Abstract: Software testing is as old as the hills in the history of digital computers. The testing of software is an important means of assessing the software to determine its quality. Since testing typically consumes 40 - 50% of development efforts, and consumes more effort for systems that require higher levels of reliability, it is a significant part of the software engineering. Testing is the process of evaluating a system or its component(s) with the intent to find whether it satisfies the specified requirements or not. Testing is executing a system in order to identify any gaps, errors, or missing requirements in contrary to the actual requirements. A common scenario in software testing is therefore that test data is generated, and a tester manually adds test oracles. As this is a difficult task, it is important to produce small yet representative test sets, and this representativeness is typically measured using code coverage. There is, however, a fundamental problem with the common approach of targeting one coverage goal at a time: Coverage goals are not independent, not equally difficult, and sometimes infeasible – the result of test generation is therefore dependent on the order of coverage goals and how many of them are feasible.

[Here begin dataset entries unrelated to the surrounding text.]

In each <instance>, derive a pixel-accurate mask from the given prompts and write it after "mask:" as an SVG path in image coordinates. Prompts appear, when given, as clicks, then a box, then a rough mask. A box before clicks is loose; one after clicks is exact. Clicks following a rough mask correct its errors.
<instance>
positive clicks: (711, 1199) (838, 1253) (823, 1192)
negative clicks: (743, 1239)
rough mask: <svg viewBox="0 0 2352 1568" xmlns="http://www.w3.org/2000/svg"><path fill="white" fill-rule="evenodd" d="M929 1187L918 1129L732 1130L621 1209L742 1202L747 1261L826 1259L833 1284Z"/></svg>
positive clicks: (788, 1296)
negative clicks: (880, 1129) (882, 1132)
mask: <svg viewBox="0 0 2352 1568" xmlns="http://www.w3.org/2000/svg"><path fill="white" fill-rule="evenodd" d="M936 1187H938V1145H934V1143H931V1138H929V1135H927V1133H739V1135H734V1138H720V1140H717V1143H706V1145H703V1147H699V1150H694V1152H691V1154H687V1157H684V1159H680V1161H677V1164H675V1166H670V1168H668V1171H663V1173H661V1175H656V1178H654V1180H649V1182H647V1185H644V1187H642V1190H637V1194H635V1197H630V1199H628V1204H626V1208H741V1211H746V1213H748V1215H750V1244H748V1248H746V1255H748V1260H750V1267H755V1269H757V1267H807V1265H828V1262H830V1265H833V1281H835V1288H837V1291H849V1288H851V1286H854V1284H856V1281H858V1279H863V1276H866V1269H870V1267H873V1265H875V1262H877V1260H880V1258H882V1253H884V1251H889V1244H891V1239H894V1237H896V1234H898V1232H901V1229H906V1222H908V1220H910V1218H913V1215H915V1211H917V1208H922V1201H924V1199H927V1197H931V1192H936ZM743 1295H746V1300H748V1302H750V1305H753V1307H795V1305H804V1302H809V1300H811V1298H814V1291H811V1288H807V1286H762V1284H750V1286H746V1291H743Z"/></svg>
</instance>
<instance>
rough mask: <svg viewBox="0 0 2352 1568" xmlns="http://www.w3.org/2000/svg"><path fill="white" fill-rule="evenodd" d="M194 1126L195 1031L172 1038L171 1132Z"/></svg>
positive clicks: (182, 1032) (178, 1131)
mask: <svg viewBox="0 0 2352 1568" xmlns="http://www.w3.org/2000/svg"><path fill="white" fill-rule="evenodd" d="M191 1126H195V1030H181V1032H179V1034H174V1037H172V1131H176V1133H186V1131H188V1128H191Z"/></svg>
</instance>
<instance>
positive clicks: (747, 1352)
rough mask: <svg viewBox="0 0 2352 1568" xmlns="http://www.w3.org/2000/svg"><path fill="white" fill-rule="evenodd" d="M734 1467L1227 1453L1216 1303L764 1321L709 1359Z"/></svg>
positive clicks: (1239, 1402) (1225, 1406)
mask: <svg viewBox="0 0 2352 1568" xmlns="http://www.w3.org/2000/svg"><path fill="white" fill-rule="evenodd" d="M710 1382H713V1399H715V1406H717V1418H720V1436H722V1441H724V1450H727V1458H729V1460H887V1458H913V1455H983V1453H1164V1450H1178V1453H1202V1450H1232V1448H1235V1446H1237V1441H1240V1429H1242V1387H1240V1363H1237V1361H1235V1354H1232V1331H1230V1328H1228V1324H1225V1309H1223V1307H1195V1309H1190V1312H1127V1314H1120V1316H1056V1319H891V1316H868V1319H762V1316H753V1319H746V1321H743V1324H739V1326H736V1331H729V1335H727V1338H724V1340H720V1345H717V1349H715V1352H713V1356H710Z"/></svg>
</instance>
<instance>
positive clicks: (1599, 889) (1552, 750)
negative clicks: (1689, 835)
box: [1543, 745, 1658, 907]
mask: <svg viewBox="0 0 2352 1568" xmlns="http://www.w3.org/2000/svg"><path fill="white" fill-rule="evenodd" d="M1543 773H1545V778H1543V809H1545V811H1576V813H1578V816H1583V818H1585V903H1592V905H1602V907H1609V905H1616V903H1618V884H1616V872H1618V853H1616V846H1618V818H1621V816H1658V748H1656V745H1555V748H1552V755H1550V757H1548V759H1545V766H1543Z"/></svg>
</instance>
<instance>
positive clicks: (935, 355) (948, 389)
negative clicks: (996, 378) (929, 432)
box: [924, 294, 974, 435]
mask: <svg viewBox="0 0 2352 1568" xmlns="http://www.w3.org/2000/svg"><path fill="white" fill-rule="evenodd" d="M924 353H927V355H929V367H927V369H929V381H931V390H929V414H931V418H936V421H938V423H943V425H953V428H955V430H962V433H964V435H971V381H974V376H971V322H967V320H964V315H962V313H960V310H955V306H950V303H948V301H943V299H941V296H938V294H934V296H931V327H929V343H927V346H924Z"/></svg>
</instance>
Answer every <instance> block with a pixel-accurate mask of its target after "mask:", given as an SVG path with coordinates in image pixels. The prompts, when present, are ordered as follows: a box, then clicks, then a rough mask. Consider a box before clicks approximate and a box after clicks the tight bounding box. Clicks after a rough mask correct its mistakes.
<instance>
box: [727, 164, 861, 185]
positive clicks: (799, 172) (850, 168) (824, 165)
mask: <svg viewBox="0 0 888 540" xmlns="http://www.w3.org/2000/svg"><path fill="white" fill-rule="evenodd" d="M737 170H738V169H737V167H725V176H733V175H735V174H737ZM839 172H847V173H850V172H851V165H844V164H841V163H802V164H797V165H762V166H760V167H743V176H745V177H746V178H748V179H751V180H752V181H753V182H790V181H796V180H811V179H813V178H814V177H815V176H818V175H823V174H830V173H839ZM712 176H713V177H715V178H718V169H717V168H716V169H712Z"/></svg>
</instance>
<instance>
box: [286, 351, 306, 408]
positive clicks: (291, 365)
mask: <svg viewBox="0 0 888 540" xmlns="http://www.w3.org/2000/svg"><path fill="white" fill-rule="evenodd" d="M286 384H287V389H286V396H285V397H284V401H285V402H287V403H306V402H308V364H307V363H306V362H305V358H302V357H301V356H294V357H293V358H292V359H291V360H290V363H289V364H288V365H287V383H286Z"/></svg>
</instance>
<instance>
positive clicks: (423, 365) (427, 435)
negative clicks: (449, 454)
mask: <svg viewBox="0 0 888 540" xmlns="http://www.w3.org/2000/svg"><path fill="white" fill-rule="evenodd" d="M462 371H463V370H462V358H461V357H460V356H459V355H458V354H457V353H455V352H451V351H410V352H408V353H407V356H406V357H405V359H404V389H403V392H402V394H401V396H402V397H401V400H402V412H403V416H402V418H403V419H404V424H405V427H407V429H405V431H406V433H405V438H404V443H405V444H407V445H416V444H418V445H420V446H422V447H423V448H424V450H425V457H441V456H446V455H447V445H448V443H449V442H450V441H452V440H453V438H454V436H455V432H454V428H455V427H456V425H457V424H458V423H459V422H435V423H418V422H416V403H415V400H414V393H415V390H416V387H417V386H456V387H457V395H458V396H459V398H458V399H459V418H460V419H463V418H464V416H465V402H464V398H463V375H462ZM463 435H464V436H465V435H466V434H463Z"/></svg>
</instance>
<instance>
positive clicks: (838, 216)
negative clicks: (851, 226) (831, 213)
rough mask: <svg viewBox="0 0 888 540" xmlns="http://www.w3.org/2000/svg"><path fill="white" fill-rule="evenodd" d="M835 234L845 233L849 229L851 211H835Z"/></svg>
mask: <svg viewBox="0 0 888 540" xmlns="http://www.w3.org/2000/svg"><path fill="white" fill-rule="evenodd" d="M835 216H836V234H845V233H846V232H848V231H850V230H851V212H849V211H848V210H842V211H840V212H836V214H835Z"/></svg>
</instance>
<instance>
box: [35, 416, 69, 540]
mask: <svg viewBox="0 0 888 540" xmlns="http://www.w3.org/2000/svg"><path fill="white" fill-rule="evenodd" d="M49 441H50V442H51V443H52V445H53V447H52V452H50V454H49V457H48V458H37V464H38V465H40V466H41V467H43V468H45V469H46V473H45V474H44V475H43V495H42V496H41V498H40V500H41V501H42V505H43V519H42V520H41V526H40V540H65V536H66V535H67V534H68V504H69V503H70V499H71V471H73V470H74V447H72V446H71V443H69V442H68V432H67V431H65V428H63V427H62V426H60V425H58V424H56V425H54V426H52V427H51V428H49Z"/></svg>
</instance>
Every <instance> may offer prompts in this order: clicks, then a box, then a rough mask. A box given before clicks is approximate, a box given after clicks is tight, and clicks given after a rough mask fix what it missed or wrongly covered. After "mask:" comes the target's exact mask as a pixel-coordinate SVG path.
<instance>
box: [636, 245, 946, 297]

To overcome this problem, whole test suites are evolved with the aim of covering all coverage goals at the same time, while keeping the total size as small as possible. However, the new paradigm works well; the test suites were not optimal. So, we propose a new tool with a novel paradigm to give optimality. This tool will have several advantages, as for example its effectiveness is not affected by the number of infeasible targets in the code. We are also described about the implementation of the tool using Eclipse IDE, java, Java Swing.

Keywords: Software Engineering, Software Testing, Infeasible goal, Testing Techniques, Automated Testing Tools.